Wenn du die Lüfter mitreinigen willst, kannst du die Ausbauen (was bei GPU und Netzteil i.d.R.schwer geht und mit Garantieverlust verbunden ist).

Ansonsten nimmste dir nen Tesafilm zur Hand und bepst die Dinger fest, so dass sich da nix mehr drehen kann. Solange du nicht mit nem Wingkanal deinen Rechner auspustest sollte das denen relativ egal sein, wo du die festmachst. (off-topic: Wäre mal ne Idee  Massen-PC-Reinigung im Windkanal, kennt da wer ne Uni die sowas hat? ) Je nachdem wie viele Hände du frei hast, kannst du die auch einfach so festhalten. Die Lüfter im NT könntest du z.B. mit nem Schaschlik-Spies festhalten (natürlich nur den Lüfter blockieren und nicht deine Hardware auspießen, außerdem würde ich davor das Netzteil ausgesteckt haben, ggf dann nochmal den Startknopf drücken, damit der Reststrom verbraucht wird, der noch in den Kondensatoren ist und dann sollte das mit dem NT kein Problem sein.
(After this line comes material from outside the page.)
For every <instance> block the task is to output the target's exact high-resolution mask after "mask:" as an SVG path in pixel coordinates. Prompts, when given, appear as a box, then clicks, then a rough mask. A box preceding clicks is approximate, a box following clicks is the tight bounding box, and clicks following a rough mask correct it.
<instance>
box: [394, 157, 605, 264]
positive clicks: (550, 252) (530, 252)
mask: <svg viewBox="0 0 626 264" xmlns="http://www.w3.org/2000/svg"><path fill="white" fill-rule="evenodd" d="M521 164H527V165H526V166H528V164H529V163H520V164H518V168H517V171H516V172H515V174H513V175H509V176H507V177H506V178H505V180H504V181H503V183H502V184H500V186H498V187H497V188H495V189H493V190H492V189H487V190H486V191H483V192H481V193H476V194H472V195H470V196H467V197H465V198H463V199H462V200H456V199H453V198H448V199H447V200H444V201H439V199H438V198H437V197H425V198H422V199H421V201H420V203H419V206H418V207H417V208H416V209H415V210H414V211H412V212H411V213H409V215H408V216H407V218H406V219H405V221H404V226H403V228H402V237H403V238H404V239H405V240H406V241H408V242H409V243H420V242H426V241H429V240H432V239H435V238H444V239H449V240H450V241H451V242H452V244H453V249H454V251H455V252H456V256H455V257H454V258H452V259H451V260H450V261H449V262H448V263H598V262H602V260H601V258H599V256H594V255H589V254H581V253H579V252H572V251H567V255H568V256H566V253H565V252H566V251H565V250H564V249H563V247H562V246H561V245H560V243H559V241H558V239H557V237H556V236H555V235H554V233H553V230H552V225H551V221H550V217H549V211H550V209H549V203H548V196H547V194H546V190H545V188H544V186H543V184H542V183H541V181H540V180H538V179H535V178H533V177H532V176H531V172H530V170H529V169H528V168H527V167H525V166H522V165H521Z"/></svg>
Ob das an sich schädlich ist, dass am Board durch Induktion (beim Drehen der Lüfter) eine Spannung anliegt und ob die überhaupt groß genug ist, dass da irgendwas kaputt gehen kann, kann ich dir nicht sagen.


----------



## Wortakrobat (22. Januar 2013)

*AW: PC vom Staub säubern - Gebläse?*

...und zum Thema statische Aufladung: Fass deine Heizung an, dann bist du geerdet. Um das vorherige mal zu vervollständigen....


----------



## Sunjy (22. Januar 2013)

*AW: PC vom Staub säubern - Gebläse?*

Also ich habe von Dirt Devil einen kleinen Handsauger den kann man Quasi umdrehen damit er als kleiner Kompressor fungiert. Gibt auch einen Passenden Düsenaufsatz dafür. das ding kostet 20 Euro und hat echt Power. ich stell mein PC immer auf dem Balkon und dann mit dem Teil alles schön ausblasen. Funktinoert super und dauert 3 Minuten.


----------



## Mastermind83 (22. Januar 2013)

*AW: PC vom Staub säubern - Gebläse?*

Ich benutze Druckluft aus der Dose so lange an der Kiste  nicht geraucht wird kan man damit probemlos den Rechner sauber machen .


----------



## Abductee (22. Januar 2013)

*AW: PC vom Staub säubern - Gebläse?*

Druckluft aus der Dose ist sehr praktisch, nur leider auch sehr teuer.
Hab das am Anfang auch gemacht, alle zwei Monate eine Dose war mir aber zu viel Geld.


----------



## ikomiko (27. Januar 2013)

*AW: PC vom Staub säubern - Gebläse?*

Staubsauger ist auch ne gute idee, Fön usw..


----------



## Mastermind83 (28. Januar 2013)

*AW: PC vom Staub säubern - Gebläse?*

Druckluft Dose Teuer naja ich bezahle dafür grad mal 1,50


----------



## pcare (28. Januar 2013)

*AW: PC vom Staub säubern - Gebläse?*

Ne ich benute immer staubsauger ist auch nix passiert, bis jetzt


----------



## Abductee (28. Januar 2013)

*AW: PC vom Staub säubern - Gebläse?*



Mastermind83 schrieb:


> Druckluft Dose Teuer naja ich bezahle dafür grad mal 1,50


Quelle/Link?


----------



## Andy188 (8. Februar 2013)

*AW: PC vom Staub säubern - Gebläse?*



Mastermind83 schrieb:


> Druckluft Dose Teuer naja ich bezahle dafür grad mal 1,50


 
 Kannst du mir sagen welche?


----------